Clonal evolution in liver cancer at single-cell and single-variant resolution

The genetic heterogeneity in hepatocellular carcinoma (HCC) has been extensively studied by bulk or multi-region sequencing [1, 2], and more recently at single-cell sub-chromosomal scale [3, 4]. Analysis at single-variant resolution, however, is still lacking. To address this issue, here we employed a single-cell strategy to dissect the single-variant clonal structure of HCC, and investigate the relationship between genetic and phenotypic heterogeneity (Fig. 1a). A total of 5 HCC patients (HCC1, HCC2, HCC5, HCC8 and HCC9) were analyzed, including one (HCC8) with both primary tumor and the intrahepatic portal vein tumor thrombus (PVTT) (Additional file 1: Supplementary Methods, and Additional file 2: Fig. S1).

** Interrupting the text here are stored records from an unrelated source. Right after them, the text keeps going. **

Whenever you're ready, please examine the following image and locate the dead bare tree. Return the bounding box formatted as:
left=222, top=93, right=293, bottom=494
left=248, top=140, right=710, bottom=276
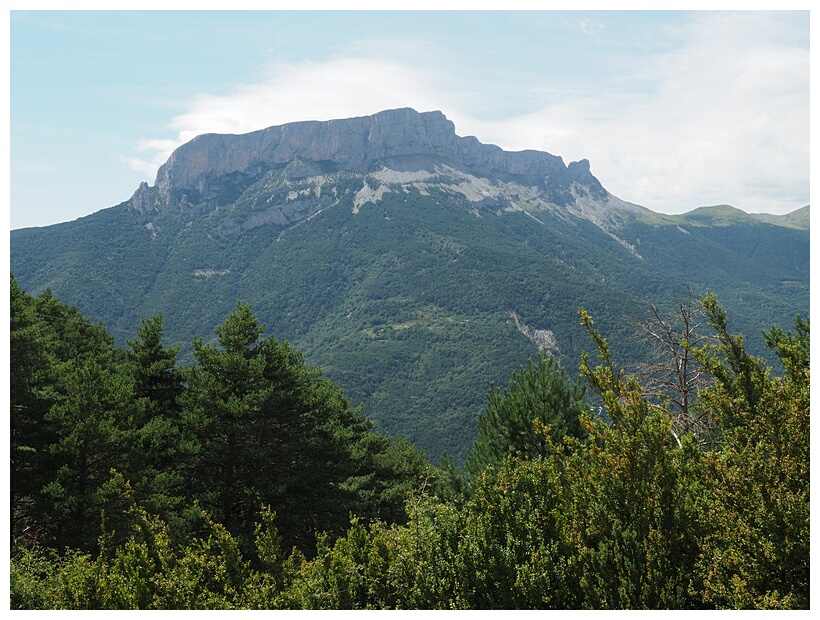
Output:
left=632, top=290, right=714, bottom=444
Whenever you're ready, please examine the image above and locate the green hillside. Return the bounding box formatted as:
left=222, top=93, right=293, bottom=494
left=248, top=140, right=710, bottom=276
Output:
left=11, top=184, right=808, bottom=461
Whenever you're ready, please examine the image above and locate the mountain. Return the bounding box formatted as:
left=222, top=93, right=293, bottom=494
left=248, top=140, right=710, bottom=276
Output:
left=11, top=109, right=809, bottom=460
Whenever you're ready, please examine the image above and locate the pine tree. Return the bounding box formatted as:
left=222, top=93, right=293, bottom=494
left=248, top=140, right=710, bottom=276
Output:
left=466, top=351, right=584, bottom=479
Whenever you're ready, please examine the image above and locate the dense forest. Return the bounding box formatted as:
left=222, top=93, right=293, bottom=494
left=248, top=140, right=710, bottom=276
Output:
left=10, top=275, right=810, bottom=609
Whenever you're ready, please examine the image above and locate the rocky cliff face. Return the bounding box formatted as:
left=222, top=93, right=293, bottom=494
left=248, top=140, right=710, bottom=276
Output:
left=132, top=108, right=609, bottom=218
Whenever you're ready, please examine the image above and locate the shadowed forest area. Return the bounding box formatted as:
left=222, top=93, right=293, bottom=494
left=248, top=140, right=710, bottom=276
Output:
left=10, top=275, right=810, bottom=609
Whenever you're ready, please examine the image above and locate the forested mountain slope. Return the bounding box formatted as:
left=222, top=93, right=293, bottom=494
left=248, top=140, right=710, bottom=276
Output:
left=11, top=109, right=809, bottom=461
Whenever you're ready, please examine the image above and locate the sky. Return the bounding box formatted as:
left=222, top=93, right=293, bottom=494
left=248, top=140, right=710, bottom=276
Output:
left=8, top=3, right=810, bottom=229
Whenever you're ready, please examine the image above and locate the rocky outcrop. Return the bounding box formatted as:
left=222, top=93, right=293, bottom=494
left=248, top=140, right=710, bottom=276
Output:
left=132, top=108, right=608, bottom=212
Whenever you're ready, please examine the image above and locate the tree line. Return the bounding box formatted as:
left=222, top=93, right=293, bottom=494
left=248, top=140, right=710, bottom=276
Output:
left=10, top=275, right=809, bottom=609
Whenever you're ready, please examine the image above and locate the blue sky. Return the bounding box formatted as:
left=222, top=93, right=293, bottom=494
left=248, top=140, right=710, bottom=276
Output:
left=9, top=11, right=810, bottom=229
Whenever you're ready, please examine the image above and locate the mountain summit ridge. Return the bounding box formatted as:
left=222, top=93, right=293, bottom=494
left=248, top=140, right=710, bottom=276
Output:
left=131, top=108, right=609, bottom=218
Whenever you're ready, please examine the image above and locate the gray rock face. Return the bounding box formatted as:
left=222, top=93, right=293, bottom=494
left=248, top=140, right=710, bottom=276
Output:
left=132, top=108, right=607, bottom=212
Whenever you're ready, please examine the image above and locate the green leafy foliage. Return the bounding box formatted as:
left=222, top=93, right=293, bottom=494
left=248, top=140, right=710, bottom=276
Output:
left=10, top=281, right=810, bottom=609
left=11, top=184, right=809, bottom=465
left=466, top=351, right=585, bottom=479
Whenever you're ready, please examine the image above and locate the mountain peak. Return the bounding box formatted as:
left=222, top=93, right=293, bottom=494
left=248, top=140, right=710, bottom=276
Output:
left=126, top=108, right=608, bottom=217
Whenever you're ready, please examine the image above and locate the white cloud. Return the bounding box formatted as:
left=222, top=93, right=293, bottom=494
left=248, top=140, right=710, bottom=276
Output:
left=129, top=13, right=809, bottom=213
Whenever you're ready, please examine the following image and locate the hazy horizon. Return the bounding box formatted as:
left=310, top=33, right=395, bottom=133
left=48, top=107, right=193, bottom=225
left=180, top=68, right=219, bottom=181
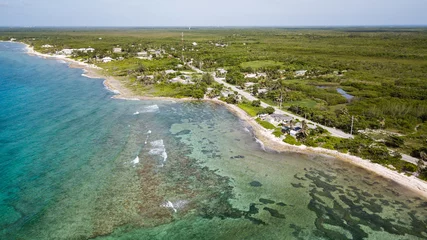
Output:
left=0, top=0, right=427, bottom=27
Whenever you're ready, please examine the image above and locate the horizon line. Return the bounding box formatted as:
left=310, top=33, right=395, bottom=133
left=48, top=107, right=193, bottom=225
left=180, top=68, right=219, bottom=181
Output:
left=0, top=24, right=427, bottom=29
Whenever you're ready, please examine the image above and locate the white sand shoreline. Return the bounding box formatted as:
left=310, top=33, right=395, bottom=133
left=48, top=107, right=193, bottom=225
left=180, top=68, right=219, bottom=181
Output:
left=8, top=40, right=427, bottom=199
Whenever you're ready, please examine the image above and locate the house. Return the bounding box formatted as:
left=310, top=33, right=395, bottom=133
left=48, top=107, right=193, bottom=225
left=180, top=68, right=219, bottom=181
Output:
left=257, top=73, right=267, bottom=78
left=215, top=43, right=228, bottom=47
left=245, top=73, right=256, bottom=78
left=58, top=48, right=74, bottom=55
left=113, top=48, right=122, bottom=53
left=258, top=88, right=268, bottom=93
left=245, top=82, right=256, bottom=88
left=101, top=57, right=113, bottom=63
left=295, top=70, right=307, bottom=77
left=140, top=51, right=148, bottom=57
left=263, top=114, right=294, bottom=125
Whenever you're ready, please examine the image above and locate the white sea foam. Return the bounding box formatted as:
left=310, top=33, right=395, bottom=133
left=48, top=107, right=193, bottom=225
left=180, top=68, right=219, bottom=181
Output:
left=160, top=200, right=188, bottom=212
left=141, top=105, right=159, bottom=113
left=255, top=138, right=266, bottom=151
left=148, top=140, right=168, bottom=162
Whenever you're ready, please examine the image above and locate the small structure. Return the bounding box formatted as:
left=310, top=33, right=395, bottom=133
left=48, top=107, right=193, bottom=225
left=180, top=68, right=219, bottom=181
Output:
left=102, top=57, right=113, bottom=63
left=295, top=70, right=307, bottom=77
left=217, top=68, right=227, bottom=74
left=245, top=73, right=256, bottom=78
left=140, top=51, right=148, bottom=57
left=258, top=88, right=268, bottom=93
left=58, top=48, right=74, bottom=55
left=245, top=82, right=256, bottom=88
left=215, top=43, right=228, bottom=47
left=113, top=48, right=122, bottom=53
left=264, top=114, right=294, bottom=125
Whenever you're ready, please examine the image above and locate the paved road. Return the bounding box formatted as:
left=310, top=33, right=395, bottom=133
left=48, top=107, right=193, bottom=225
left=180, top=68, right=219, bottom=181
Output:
left=190, top=66, right=424, bottom=165
left=190, top=65, right=353, bottom=138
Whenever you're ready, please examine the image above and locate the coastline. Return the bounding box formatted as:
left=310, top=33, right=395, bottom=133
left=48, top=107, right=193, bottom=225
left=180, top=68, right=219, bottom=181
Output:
left=18, top=40, right=427, bottom=199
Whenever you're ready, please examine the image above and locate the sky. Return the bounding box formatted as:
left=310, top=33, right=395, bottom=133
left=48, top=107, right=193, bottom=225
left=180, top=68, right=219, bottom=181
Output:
left=0, top=0, right=427, bottom=27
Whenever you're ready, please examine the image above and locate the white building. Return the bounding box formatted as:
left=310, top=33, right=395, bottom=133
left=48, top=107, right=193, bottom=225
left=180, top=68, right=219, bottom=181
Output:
left=102, top=57, right=113, bottom=63
left=295, top=70, right=307, bottom=77
left=59, top=48, right=74, bottom=55
left=217, top=68, right=227, bottom=74
left=113, top=48, right=122, bottom=53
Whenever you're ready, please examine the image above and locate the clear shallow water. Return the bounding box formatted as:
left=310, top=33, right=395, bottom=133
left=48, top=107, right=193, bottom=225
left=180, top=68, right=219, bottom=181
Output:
left=0, top=43, right=427, bottom=239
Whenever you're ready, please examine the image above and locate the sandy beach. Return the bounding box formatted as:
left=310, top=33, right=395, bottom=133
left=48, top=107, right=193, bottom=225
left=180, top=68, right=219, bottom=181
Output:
left=21, top=44, right=427, bottom=199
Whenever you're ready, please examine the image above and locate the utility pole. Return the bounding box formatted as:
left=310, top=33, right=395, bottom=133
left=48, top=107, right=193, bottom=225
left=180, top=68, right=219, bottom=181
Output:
left=181, top=32, right=185, bottom=63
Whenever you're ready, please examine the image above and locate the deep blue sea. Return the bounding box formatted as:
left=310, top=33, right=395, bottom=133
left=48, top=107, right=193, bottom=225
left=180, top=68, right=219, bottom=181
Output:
left=0, top=42, right=427, bottom=239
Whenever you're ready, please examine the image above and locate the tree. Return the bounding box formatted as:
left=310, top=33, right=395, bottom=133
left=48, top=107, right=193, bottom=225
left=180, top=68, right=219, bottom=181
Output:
left=264, top=107, right=275, bottom=114
left=202, top=73, right=214, bottom=85
left=298, top=120, right=308, bottom=139
left=251, top=100, right=261, bottom=107
left=252, top=85, right=258, bottom=96
left=225, top=70, right=244, bottom=85
left=192, top=89, right=205, bottom=99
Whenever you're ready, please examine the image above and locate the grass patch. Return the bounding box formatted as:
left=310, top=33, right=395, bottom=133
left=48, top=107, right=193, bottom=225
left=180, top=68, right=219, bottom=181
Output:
left=256, top=118, right=276, bottom=129
left=283, top=135, right=301, bottom=146
left=240, top=60, right=283, bottom=69
left=273, top=128, right=283, bottom=137
left=237, top=102, right=263, bottom=117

Great inter-tumor genetic heterogeneity of HCC was revealed by pseudo-bulk whole exome sequencing (WES), with different somatic mutations and mutational signatures observed among patients (Additional file 2: Fig. S2 and Additional file 3: Table S1). To further explore the intra-tumor heterogeneity, ~ 60 mutation sites (Additional file 4: Table S2) were then selected from each patient for target sequencing on single cells. High quality single-cell mutation data were obtained with good correlations between mutated cell fractions and WES-derived variant allele frequency values, as well as with low allele drop-out rates in most samples (Additional file 2: Fig. S3).

The clonal structures of liver tumor tissues were then uncovered by single-cell mutational profiles. Both HCC1 and HCC2 exhibited a single-clone structure with limited heterogeneity, while a multi-clone structure was observed in HCC9 (Additional file 2: Fig. S4). The evolutionary history of tumor cells in HCC9 was reconstructed by employing mutation combination analysis in single cells. The initiated cell was malignantly transformed to the founder Clone-1 as 9 genes were mutated, where 4 of them are COSMIC Census drivers [5]. Other clones were then derived from Clone-1 by acquisition of extra subclonal mutations.

A common origin but independent evolution pattern was observed in primary tumor and metastatic PVTT. Single cells from both tumor tissues in HCC8 shared mutations on 10 genes, where 7 of them are Census drivers: CCR4, KMT2A, ZEB1, AKT3, MUC16, BRD4 and ETV6 (Fig. 1b, c). Clone-1 with the 10 shared mutations represented a common origin, and other cells in both tumor tissues had divergent extra mutations (Fig. 1c). This implied an early stage metastasis followed by independent evolution, consistent with recent observation of early metastatic seeding in other types of solid tumor [6]. Two clones within PVTT shared PVTT-private clonal mutations on 3 genes, where KIAA1549 and NCOR1 are Census drivers related to tumorigenesis [7, 8]. Mutations on these two genes thus might be metastasis-related early genetic events. Interestingly, nine out of ten mutations in Clone-1 were T > A substitutions (Fig. 1d) related to carcinogen aristolochic acids [9], consistent with previous suggestion of early rather than late exposure for HCC development [10]. This suggested that early genetic event during liver tumorigenesis may be related to specific etiology. The phylogenetic tree of single cells also supported the multi-clone structure in HCC8 (Fig. 1e), which represented genuine tumor phylogeny different from that derived from bulk or multi-region sequencing [11].

The inter- and intra-tumor genetic heterogeneity in HCC were found consistent with phenotypic heterogeneity by parallel single-cell RNA-Seq (Additional file 2: Fig. S5). Tumor cells from 4 patients formed separate clusters, illustrating patient-specific transcriptomic profiles (Fig. 2a–c and Additional file 2: Fig. S6a, b). For intra-tumor heterogeneity, the sub-chromosomal scale copy number inference from global transcriptomic profiles in HCC1 or HCC2 were quite similar within each patient, consistent with their single-clone structures (Additional file 2: Fig. S6c, d). For HCC9, both copy number inference and differentially expressed gene analysis identified tumor sub-populations, echoing its relatively higher genetic heterogeneity (Fig. 2d, e). Interestingly, the genes mutated specifically in each tumor showed similar expression patterns among single cells from different patients, and clustering of those genes exhibited a mixture of patient origin (Fig. 2f). This suggested that the tumor-specific mutations in HCC might cause phenotypic heterogeneity by altering the expressions of other genes rather than their own. The direct link between genetic and phenotypic heterogeneity in HCC, however, still await further clarification with new single-cell multi-omics tool that could co-detect point mutation and gene expression [12].

In summary, here we reconstructed single-cell clonal evolution in human liver cancer at single-variant resolution. The common origin but independent evolutionary fate for primary and metastatic liver tumors observed here may help understanding liver cancer progression, and single-cell dissection of both genetic and phenotypic heterogeneity will provide information for their functional linkage.